To what extent was debt relief in 2006 a success?

KABERUKA: Debt relief and clearance mechanisms have reduced the debt burden of many sSA governments, giving them the fiscal space to finance the long-term projects necessary to sustain growth. Several sSA countries have seen dramatic improvement in their balance sheets over the past 10-15 years, averaging strong growth of 5-6%. Yet to sustain these rates they would have to close the infrastructure gap. Most of the countries have used international capital market borrowing for projects with huge social benefits and a development impact, such as in the energy sector.

Do you share the IMF’s concerns over the rising debt burdens of African countries?

KABERUKA: The growing debt levels of poor countries impede development and perpetuate poverty. While debt relief initiatives have alleviated the burden in recent years, weak macroeconomic fundamentals, the global financial crisis and the growing accessibility of non-concessional financing will propel debt levels into the danger zone unless proactive measures are taken. One has to be concerned about the rising burden of African countries, given the huge impact unsustainable debt has had on these economies.

However, these concerns must be put in context. Many of the countries that are borrowing to close the infrastructure gap have introduced positive reforms in debt management, public financial management and overall governance. There is still work to be done, but the situation is far from what it was in the 1990s. Strengthening the long-term debt sustainability of low-income African countries is also a key challenge. The African Development Fund and its partners have been working to address the issue by helping countries escape or avoid debt, build their debt management capacity and access financing for development programmes at concessional rather than commercial rates.

How can public-private partnerships (PPPs) contribute to infrastructure financing in Africa?

KABERUKA: Substandard infrastructure is the main obstacle to sustained economic growth and development in Africa. In most countries, the need for infrastructure investment far exceeds the available financing. Financing requirements for Africa’s infrastructure are estimated at $100bn per year, but only $50m is spent. The burden for financing improvements in Africa’s infrastructure still falls disproportionately on government budgets, which shoulder 65% of the expenditure, while the private sector covers 20%, and traditional development partners and emerging markets another 15%.

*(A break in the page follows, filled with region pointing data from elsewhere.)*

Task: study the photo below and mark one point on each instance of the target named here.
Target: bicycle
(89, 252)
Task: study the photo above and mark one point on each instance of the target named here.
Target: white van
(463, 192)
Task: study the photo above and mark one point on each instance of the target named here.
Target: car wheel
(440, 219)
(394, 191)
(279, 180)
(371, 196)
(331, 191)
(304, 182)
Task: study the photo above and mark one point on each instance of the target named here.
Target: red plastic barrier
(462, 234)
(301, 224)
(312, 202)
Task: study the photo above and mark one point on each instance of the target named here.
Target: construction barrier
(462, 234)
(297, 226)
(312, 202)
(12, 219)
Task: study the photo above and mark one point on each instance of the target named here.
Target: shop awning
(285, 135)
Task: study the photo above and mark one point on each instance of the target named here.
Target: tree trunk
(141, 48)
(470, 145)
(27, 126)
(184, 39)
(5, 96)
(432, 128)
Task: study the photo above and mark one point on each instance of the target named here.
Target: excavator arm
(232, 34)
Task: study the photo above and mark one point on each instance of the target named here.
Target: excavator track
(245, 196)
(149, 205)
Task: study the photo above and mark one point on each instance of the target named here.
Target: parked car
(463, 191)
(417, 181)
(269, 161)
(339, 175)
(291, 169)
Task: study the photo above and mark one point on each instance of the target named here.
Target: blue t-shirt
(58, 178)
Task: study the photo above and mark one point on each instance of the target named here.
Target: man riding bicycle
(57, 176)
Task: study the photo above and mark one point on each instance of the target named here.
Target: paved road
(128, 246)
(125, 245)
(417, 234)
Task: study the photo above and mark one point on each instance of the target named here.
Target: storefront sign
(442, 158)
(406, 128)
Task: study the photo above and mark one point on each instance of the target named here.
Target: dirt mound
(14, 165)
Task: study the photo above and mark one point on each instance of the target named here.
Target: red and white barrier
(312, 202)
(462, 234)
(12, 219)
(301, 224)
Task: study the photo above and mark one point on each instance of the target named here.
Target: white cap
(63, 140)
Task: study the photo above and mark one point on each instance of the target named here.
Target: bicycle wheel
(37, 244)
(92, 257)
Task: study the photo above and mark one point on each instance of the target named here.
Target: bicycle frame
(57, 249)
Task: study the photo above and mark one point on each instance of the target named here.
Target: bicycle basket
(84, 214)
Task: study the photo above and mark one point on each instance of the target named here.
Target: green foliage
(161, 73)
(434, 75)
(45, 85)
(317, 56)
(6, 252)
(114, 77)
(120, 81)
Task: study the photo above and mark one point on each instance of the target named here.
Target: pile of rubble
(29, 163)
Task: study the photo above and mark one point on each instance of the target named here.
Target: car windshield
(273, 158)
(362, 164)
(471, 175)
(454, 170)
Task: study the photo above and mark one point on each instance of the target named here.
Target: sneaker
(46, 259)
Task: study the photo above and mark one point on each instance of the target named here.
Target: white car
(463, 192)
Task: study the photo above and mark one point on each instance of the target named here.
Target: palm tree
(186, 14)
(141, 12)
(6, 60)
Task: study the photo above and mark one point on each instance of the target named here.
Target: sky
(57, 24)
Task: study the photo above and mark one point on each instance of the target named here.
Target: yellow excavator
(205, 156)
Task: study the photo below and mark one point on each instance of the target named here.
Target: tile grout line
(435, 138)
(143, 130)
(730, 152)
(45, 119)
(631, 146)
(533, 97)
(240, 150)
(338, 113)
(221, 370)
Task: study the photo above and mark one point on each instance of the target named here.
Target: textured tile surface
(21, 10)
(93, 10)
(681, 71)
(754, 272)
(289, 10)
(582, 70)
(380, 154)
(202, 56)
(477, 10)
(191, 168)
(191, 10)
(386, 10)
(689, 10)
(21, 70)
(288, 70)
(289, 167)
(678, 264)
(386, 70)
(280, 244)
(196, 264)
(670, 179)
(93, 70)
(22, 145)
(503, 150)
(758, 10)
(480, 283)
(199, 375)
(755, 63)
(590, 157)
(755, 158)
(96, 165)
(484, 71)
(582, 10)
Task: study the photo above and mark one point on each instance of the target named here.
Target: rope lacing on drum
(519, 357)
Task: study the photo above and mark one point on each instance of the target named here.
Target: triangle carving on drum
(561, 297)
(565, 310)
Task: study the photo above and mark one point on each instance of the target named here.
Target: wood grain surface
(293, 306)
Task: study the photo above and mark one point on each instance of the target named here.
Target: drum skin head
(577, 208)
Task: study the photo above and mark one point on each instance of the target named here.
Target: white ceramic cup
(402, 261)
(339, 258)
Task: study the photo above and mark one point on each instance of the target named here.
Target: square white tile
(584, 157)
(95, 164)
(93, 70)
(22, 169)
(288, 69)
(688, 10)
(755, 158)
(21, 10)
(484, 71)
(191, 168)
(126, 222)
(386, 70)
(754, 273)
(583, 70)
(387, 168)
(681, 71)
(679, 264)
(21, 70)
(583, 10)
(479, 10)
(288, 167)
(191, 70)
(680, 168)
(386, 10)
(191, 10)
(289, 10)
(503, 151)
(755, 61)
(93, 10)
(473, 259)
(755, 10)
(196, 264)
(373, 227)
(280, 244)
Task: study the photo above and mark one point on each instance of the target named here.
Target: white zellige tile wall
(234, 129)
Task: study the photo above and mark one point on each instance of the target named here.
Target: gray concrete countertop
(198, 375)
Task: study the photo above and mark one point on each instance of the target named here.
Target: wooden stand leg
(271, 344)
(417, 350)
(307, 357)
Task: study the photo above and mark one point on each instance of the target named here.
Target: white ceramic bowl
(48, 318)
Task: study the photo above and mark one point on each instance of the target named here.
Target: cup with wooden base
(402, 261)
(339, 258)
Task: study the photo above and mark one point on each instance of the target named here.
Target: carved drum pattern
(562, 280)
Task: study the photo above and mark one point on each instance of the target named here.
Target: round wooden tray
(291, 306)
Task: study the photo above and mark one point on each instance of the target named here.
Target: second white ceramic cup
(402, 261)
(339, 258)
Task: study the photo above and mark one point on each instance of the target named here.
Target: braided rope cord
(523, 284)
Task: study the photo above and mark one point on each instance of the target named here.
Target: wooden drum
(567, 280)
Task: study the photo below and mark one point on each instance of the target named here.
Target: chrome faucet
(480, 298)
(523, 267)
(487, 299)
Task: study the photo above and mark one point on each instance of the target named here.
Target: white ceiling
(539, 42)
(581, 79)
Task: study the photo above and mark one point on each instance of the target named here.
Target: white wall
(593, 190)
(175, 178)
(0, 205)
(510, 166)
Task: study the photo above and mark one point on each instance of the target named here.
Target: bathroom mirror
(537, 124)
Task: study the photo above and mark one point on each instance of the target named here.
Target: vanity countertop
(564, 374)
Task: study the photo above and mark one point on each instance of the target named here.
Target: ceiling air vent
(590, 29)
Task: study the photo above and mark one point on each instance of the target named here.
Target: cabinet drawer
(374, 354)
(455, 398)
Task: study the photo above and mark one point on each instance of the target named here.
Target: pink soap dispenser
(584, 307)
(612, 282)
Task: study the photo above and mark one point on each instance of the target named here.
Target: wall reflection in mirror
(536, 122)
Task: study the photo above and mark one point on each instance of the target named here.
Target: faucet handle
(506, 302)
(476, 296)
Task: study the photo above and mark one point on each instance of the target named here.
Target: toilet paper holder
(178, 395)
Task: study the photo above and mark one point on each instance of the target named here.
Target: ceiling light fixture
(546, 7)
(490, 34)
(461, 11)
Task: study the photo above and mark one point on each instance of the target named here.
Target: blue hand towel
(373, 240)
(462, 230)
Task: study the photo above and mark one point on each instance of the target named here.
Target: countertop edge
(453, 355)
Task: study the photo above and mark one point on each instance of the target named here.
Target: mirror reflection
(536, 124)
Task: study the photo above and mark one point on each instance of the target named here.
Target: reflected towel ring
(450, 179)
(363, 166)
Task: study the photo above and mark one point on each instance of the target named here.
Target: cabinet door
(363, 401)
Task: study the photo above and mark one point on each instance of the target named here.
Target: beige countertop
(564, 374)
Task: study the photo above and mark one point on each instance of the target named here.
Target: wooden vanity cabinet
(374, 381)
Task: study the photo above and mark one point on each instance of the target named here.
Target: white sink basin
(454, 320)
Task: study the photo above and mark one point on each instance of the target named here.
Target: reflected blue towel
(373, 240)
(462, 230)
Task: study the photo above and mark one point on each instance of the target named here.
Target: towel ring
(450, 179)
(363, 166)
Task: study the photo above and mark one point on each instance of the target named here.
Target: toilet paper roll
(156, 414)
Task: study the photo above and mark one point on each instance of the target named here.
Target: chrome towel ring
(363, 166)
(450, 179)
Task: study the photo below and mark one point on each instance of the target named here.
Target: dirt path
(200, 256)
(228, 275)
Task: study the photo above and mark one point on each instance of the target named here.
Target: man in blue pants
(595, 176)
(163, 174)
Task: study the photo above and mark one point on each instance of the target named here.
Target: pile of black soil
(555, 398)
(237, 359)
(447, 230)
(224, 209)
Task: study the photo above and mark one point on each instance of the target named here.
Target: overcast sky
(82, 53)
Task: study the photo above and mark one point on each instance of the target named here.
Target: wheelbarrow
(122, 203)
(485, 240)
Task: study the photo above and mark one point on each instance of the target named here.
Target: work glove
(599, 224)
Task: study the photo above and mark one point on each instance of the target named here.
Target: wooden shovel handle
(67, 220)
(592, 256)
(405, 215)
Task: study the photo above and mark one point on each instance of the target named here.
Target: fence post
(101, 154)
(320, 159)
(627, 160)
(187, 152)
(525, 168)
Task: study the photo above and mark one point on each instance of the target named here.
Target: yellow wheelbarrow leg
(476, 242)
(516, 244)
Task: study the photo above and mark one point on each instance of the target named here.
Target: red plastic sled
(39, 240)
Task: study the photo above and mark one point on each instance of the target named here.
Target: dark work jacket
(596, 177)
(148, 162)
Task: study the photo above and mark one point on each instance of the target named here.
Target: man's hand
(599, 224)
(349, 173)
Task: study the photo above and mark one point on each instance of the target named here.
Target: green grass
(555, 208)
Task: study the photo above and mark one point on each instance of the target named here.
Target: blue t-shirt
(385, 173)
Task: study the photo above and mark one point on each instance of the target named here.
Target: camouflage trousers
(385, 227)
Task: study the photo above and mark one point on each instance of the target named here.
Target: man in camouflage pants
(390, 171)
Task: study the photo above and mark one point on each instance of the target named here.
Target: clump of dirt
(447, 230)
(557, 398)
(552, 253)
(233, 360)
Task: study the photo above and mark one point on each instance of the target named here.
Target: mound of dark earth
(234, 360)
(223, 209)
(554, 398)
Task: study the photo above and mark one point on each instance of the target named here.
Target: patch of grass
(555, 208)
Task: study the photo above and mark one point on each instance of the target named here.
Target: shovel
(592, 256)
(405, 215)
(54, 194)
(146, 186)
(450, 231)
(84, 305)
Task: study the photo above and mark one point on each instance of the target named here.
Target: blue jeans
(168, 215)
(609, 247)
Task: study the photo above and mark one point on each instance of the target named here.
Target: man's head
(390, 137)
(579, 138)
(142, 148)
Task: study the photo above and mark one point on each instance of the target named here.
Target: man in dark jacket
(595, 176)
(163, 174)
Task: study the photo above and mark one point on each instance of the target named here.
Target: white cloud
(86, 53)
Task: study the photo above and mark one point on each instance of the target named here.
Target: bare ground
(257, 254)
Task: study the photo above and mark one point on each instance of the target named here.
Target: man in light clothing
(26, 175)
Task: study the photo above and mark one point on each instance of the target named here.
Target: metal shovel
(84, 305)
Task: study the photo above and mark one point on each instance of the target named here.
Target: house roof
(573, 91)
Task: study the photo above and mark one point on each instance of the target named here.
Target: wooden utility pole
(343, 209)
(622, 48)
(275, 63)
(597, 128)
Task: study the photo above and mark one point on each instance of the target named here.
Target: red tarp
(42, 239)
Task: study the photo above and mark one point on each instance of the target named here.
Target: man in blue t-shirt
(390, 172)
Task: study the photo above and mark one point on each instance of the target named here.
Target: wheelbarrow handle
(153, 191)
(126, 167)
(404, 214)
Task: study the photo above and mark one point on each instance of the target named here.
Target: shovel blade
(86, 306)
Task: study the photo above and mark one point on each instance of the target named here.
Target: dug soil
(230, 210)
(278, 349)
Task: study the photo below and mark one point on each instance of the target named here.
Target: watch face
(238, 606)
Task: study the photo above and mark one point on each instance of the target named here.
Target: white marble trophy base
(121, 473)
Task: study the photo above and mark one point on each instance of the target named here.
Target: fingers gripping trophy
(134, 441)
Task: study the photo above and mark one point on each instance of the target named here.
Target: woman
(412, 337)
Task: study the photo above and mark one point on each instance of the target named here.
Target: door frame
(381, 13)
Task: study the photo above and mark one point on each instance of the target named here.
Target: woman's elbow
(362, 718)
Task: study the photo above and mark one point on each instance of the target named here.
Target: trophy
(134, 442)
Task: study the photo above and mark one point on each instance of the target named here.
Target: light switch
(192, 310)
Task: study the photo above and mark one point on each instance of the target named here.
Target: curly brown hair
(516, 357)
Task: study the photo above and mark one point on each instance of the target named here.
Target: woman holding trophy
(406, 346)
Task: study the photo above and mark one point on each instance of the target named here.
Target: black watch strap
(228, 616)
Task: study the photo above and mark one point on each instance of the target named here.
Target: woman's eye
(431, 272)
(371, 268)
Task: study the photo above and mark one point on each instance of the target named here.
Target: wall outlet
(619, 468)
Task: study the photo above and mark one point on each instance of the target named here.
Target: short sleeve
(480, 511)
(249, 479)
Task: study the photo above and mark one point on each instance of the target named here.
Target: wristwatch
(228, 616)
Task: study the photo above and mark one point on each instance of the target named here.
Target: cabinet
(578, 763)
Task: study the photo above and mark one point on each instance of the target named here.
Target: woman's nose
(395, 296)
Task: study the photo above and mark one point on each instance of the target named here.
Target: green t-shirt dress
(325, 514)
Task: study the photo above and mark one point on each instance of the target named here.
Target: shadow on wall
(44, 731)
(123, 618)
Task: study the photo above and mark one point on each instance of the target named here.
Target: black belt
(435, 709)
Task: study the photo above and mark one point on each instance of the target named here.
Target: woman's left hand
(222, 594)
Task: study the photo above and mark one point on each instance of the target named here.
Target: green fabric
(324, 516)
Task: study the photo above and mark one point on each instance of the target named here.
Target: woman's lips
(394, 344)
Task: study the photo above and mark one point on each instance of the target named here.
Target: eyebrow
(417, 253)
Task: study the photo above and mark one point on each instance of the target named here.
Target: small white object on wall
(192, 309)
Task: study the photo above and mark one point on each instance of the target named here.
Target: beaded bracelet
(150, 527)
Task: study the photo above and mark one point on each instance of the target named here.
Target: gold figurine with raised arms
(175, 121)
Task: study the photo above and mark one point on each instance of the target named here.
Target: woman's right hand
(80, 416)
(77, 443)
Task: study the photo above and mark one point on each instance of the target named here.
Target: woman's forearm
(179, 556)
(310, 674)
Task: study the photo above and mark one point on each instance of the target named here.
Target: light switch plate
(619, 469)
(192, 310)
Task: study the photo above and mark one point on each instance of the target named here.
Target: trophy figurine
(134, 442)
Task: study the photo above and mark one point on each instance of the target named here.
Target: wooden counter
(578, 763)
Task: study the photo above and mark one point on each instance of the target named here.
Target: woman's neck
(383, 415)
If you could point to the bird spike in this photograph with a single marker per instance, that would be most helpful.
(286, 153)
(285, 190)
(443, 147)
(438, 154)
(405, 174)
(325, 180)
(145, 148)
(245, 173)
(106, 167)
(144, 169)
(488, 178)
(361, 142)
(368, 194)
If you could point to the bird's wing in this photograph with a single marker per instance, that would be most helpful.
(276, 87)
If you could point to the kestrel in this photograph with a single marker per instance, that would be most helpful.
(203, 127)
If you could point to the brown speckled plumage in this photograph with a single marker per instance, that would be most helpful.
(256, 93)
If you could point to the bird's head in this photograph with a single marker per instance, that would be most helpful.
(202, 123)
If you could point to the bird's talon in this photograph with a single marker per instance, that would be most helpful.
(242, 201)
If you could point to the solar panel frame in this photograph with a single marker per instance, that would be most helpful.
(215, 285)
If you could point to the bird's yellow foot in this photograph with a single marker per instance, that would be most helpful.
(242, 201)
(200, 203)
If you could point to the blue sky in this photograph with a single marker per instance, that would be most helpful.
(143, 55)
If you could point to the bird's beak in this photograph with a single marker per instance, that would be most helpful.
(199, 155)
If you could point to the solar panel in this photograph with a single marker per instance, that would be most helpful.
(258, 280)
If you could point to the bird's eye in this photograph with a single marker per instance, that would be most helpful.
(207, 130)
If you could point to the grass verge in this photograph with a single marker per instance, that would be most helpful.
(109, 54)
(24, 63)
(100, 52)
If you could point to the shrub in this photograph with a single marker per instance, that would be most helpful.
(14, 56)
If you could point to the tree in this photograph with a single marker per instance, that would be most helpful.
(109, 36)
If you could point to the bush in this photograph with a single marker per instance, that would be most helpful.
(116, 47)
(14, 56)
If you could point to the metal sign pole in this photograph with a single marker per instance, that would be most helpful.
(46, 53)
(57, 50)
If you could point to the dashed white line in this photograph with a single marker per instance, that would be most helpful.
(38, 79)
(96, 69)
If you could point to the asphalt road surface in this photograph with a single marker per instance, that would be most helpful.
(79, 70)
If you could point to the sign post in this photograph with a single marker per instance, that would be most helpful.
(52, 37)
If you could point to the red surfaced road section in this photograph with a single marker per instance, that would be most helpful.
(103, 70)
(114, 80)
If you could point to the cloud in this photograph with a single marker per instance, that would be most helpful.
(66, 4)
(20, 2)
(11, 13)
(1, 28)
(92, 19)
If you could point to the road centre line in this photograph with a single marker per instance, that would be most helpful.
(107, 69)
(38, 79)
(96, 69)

The desire for greater efficiency and better services – and the limited public resources available to finance them – are increasingly leading governments towards PPPs. These can help governments overcome short-term budget constraints, as the capital cost of a project is spread over its lifetime, rather than incurred upfront. For more PPPs to emerge in Africa, countries need to improve their business environments. Major constraints exist, including inadequate legal and regulatory frameworks and a lack of technical skills to manage PPPs.